Одни говорили, что инициатива началась в округе. Город менялся. Многие переезжали поближе к центру; деловой совет разработал пятилетний план возрождения Главной улицы; старые фабричные дома ремонтировали под дома для одной семьи. В город возвращались деньги, надо было опережать перемены. Если свести воедино школьные системы города и округа, можно будет распределить детей — и налоги — правильно.
Другие говорили, что это все выдумки мэра. Он черный, близится конец его срока, и прежде чем уйти, он хочет оставить такой след: обратить вспять исход белых, который так ударил по городским школам много лет назад, особенно на восточной стороне, где он вырос. Он рассчитывал, что в центре города в его честь повесят табличку, прямо напротив памятника солдатам Конфедерации.
Были и те, кто говорил, что давно пришло время, что федеральные законы уже не одно десятилетие требуют того, что делается только сейчас. Наконец-то школьный совет отвечает за свои слова на деле. Автобус доезжал за детьми до любых уголков, в школах пробовались новые программы по пению, компьютерным технологиям, искусству. Большинство родителей примирила с объединением именно возможность перевести ребенка в школу с новыми программами.
Поначалу в буклетах использовали слова интеграция и равенство. Местные газеты завалили заметками, грозившими исками за то, что общеобразовательные школы вообще учитывают цвет кожи. Группа белых родителей назвала это дискриминацией; как пример приводили неудобство басинга[8]. Они собирались в гостиных и обклеивали витрины магазинов в центре своими розовыми листовками.
Когда буклеты перевыпустили, в них появились слова возможности и выбор, а также в двух абзацах приводилась квота на число учеников с бесплатными обедами. В остальном делали упор на новые программы и способы перевода. Трюк сработал, идея пользовалась успехом. Но Лэйси-Мэй они не провели.
Она не собиралась в это влезать, но все эти разговоры про неравенство и равные шансы для всех семей выводили ее из себя. Конечно, в этой жизни много проблем, но они, как правило, дело рук самих людей. Лэйси-Мэй так считала: можно винить мир, можно придумывать аргументы и винить прошлое. Но это все равно что винить тень, выискивать причину, когда в конечном итоге причина — ты сам.

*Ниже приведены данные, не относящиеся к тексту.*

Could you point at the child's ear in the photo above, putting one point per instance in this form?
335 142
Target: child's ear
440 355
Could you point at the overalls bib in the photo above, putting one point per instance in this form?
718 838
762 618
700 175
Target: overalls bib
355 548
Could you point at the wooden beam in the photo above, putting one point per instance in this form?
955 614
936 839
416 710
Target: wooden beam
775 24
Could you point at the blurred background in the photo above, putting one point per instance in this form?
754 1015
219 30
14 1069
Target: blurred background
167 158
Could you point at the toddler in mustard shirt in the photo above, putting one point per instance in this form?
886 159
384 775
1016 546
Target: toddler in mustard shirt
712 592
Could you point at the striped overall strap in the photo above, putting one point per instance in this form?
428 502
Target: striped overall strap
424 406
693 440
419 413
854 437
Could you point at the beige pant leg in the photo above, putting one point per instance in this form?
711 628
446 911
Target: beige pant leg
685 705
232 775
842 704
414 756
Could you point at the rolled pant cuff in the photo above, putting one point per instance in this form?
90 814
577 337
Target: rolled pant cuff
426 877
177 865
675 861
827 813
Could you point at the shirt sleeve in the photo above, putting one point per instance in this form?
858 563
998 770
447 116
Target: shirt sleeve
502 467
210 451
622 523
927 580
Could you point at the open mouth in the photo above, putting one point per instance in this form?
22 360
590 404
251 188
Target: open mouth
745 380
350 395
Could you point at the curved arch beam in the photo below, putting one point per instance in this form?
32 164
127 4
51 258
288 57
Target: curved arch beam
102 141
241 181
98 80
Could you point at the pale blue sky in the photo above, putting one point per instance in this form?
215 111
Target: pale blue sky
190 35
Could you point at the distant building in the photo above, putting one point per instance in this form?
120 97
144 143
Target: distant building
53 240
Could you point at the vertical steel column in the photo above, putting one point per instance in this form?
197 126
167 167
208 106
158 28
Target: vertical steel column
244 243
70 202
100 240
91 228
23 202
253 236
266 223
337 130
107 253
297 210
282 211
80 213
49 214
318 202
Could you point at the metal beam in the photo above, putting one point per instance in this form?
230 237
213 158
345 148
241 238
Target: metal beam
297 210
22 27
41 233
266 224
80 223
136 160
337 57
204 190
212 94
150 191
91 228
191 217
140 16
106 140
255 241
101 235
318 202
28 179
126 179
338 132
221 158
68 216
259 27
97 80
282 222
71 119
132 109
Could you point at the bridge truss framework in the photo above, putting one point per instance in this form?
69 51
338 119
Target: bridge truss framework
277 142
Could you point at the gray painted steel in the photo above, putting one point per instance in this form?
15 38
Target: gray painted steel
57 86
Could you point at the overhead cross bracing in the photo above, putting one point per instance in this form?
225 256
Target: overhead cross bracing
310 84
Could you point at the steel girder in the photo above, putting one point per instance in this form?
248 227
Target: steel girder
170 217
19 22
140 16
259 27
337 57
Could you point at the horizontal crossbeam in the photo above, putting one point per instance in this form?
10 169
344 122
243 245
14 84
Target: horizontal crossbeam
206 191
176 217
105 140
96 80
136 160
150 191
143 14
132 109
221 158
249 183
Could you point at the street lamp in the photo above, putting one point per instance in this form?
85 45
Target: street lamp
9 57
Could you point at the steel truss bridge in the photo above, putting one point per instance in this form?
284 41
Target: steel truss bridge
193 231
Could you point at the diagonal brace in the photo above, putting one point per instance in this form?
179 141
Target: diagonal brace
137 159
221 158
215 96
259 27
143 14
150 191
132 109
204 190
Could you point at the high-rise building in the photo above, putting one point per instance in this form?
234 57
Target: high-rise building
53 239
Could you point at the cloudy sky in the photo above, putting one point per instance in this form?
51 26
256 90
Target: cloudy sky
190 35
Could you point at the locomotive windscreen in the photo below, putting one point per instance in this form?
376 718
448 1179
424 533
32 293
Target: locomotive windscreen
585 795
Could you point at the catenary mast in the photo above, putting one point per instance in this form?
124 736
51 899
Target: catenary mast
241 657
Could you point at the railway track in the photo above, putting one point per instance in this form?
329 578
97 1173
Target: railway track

Когда Ноэль наконец поднялась из подвала, Лэйси-Мэй сидела за кухонным столом и делала плакаты. После того как они вернулись домой с собрания, Ноэль заперлась внизу и не стала ужинать. Теперь уже стемнело, и она прокралась на кухню, налила себе стакан воды из-под крана. Разрезала пополам лимон и выдавила в стакан, прямо с косточками. Она посмотрела на сделанные матерью таблички. «Наш Техас, наши школы! Защитим наших детей! Не наши проблемы!»
— Тебе плохо? — спросила Лэйси-Мэй.
— Как сказать, глядя на эти плакаты, хочется блевануть. — Ноэль осушила стакан и наполнила еще один. — Ты в курсе, что мы живем в городе, да? А твои друзья пытаются не пустить городских детей в окружные школы.
— Западная сторона — совсем другое дело, — сказала Лэйси-Мэй. — Наши школы — хорошие. Ты хочешь, чтобы их испортили? Могла бы помочь.